Most of the previous studies of the LED-Em treatment signs only included a few sites. A Des Moines case study examined driver and nonstaged pedestrian behavior at two sites ( 3 ). The activation of the lights was associated with an increase in the driver-yield rate from 24% and 33% to 72% and 63% at the two sites, respectively. A Vermont case study examined the effectiveness of the treatment on a two-lane road with a posted speed limit of 35 mph ( 4 ). The results showed the highest increase in yield rate during the 1-year period after installation and a slight decrease in yield rate from Year 1 to Year 4 after installation. The overall yield rate 4 years after installation still remained 12% higher than the yield rate before installation. A case study in Maple Grove, MN, included 54 pedestrian crossings for the preinstallation period and 41 pedestrian crossings postinstallation ( 5 ). The results showed no improvement in driver-yield rates and reported that less than 20% of pedestrians activated the treatment during crossings.
A 2019 Texas Department of Transportation (TxDOT) study is the largest study to date of the LED-Em treatment ( 6 , 7 ). The study included data from 13 locations and found an average driver-yield rate of 40%. Higher hourly volumes, speeds 45 mph and greater, lack of sidewalks, and 12-ft lanes (no deviation from the baseline 12-ft lane width) were found to adversely affect yield probability. The authors concluded that based on the findings, LED-Em would be a suitable pedestrian treatment at sites with sidewalks, lower operating speeds, lower traffic volumes, and narrower lanes.
A 2020 TxDOT study also investigated the performance of several pedestrian traffic-control treatments during both daytime and nighttime conditions ( 8 , 11 ). Two statistical evaluations were used on the staged pedestrian data: analysis of covariance (ANCOVA) models that considered per-site mean yield rates and logistic regression that considered the individual driver response to the crossing pedestrian. The research found the LED-Em to be more effective during the day. Using the results from the logistic regression evaluation, higher driver yielding was observed at LED-Em sites in the lower speed limit group (30 or 35 mph), with two lanes (rather than four lanes), with narrow lanes of 10.5- or 11-ft widths (rather than 11.5- or 12-ft widths), and lower hourly volumes. The results from the ANCOVA model for LED-Em also showed a statistically significant difference for yield lines (higher yielding when present). Another key outcome from the 2020 TxDOT study was a comparison of driver-yielding differences between day and night, along with a comparison among three pedestrian treatments (RRFBs, PHBs, and LED-Em). Figure 5 shows the comparison of daytime and nighttime driver yielding for the PHB, RRFB, and LED-Em. Overall, the average daytime driver yielding was 31% for the LED-Ems, 77% for RRFBs, and 97% for the PHBs.

Range of per-site driver yielding by treatment type and light level ( 11 ).

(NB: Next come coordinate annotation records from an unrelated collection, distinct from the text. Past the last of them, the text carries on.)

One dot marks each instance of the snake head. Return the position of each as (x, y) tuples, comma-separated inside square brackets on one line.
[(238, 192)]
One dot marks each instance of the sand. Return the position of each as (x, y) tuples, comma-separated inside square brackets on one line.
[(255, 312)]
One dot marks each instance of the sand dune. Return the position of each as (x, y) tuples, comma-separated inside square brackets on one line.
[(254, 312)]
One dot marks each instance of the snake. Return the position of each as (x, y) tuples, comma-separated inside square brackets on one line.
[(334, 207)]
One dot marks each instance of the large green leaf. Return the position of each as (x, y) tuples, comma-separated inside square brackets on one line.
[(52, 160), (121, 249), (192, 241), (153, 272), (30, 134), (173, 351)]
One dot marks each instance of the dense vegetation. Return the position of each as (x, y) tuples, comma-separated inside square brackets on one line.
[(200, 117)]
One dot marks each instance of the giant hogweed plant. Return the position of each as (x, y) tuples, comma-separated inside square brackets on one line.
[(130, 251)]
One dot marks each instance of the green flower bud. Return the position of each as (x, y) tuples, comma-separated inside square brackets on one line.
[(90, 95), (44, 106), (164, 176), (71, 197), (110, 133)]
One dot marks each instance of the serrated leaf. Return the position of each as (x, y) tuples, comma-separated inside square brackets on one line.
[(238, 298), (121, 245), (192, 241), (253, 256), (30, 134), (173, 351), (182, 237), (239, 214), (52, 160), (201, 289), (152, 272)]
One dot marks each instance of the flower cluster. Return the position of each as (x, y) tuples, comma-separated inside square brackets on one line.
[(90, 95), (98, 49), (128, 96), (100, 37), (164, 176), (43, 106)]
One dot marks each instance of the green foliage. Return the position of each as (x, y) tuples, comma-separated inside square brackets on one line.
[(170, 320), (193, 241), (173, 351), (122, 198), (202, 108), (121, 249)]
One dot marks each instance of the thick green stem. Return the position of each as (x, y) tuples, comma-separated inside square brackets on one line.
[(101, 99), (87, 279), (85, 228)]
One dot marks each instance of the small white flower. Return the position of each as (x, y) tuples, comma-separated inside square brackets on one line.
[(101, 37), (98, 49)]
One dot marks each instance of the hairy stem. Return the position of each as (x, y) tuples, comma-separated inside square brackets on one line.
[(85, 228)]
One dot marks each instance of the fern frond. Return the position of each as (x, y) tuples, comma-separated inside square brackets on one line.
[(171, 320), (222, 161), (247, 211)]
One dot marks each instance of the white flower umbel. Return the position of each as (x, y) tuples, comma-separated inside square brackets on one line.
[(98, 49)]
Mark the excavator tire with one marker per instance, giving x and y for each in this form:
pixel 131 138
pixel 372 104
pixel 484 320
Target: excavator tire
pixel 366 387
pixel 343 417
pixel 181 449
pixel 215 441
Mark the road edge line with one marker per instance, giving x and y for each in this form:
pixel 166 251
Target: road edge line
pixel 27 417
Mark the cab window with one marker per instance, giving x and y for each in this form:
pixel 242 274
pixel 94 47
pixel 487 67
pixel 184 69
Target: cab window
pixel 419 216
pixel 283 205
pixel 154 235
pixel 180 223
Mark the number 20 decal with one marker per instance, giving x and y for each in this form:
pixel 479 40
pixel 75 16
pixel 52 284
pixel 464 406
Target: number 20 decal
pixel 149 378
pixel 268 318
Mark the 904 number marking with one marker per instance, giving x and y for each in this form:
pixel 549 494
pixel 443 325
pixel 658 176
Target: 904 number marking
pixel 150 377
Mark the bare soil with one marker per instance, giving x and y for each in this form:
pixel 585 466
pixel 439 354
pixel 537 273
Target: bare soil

With most of the previous research on the LED-Ems being conducted at only a few sites and in only one state, a larger study that includes multiple sites in different regions could provide a better understanding of the range of site conditions influencing driver behavior. Based on previous findings, the following variables should be included: posted speed limit, number of lanes, lane width, and hourly vehicle volume.
Study Approach
The following subsections describe site identification, site selection, data collection protocol, site characteristics, video data reduction, and driver-yielding calculation.
Site Identification
The criteria established for a study site to be included in this FHWA study were as follows:
Sign is a pedestrian- (W11-2), school- (S1-1), or trail- (W11-15) crossing warning sign with LED-Em,
Sign is at a marked crosswalk,
Sign is activated by a pedestrian push button,
Crossing could have other pedestrian-related treatments such as in-pavement lights, but these supplemental features will be considered in the evaluation, and
Crossing can have advance-warning treatments.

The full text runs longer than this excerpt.